A parent has raised concerns after her son was not given a place at a Morpeth middle school.
Samantha Bolton is unhappy that nine-year-old Daniel, who has attention deficit hyperactivity disorder (ADHD), was not admitted to Newminster Middle School and Technology College.
She has appealed this decision and she made an application for Chantry Middle School and Technology College in case the appeal is turned down. She was recently informed that the Chantry application had been unsuccessful.
The family live in Pegswood, but Daniel has been in the Morpeth Partnership of schools since reception age. When the effects of his disorder became more prevalent, his parents moved him to Abbeyfields First School.
Mrs Bolton said the school has been very helpful as it used to have a special needs department, so the teachers are trained to deal with conditions like ADHD.
Abbeyfields, run by Northumberland County Council, is a feeder school for Newminster, which is part of The Three Rivers Learning Trust academy, but there are more children in Year 4 in Newminster’s feeder schools than there are places available at the middle school.
“Daniel was reluctant about going to any new school, but he was part of a group that was shown around Newminster and as the children who he speaks to at Abbeyfields are going there, he was warming to the idea,” said Mrs Bolton.
“But he was devastated when I told him that the Newminster application had been turned down. I would like to know the specific reasons why we were unsuccessful.
“At first, I thought it was down to us living in Pegswood, as other parents from the village were unsuccessful with their applications, but others from Pegswood have been successful.”
There are various factors taken into account by the academy.
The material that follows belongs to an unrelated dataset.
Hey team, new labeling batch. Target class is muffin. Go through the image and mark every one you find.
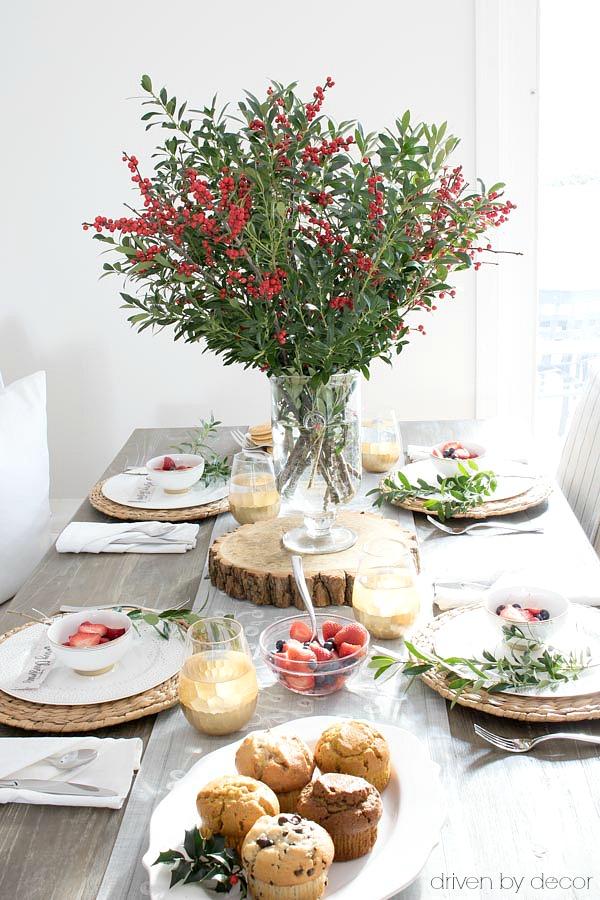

They can be viewed online at chantry.the3rivers.net/policies/ (click on the statutory policies folder).
The Three Rivers Learning Trust executive headteacher Simon Taylor said: “The Admissions Code has been applied impartially and according to the published criteria – this process is overseen by the county council to ensure accuracy and fairness.
“Continuity of education is one of the highest criteria in our Admissions Code and we are therefore very concerned that not all children in the feeder schools have obtained a place.
“However, there is an appeals process, where individual cases will be heard by an independent appeals panel, and we have advised all parents in this position to submit an appeal.”
A county council spokeswoman said: “We can’t comment on individual circumstances and don’t control admissions for academies.
“Places are allocated by the governors of the academies according to their own criteria.”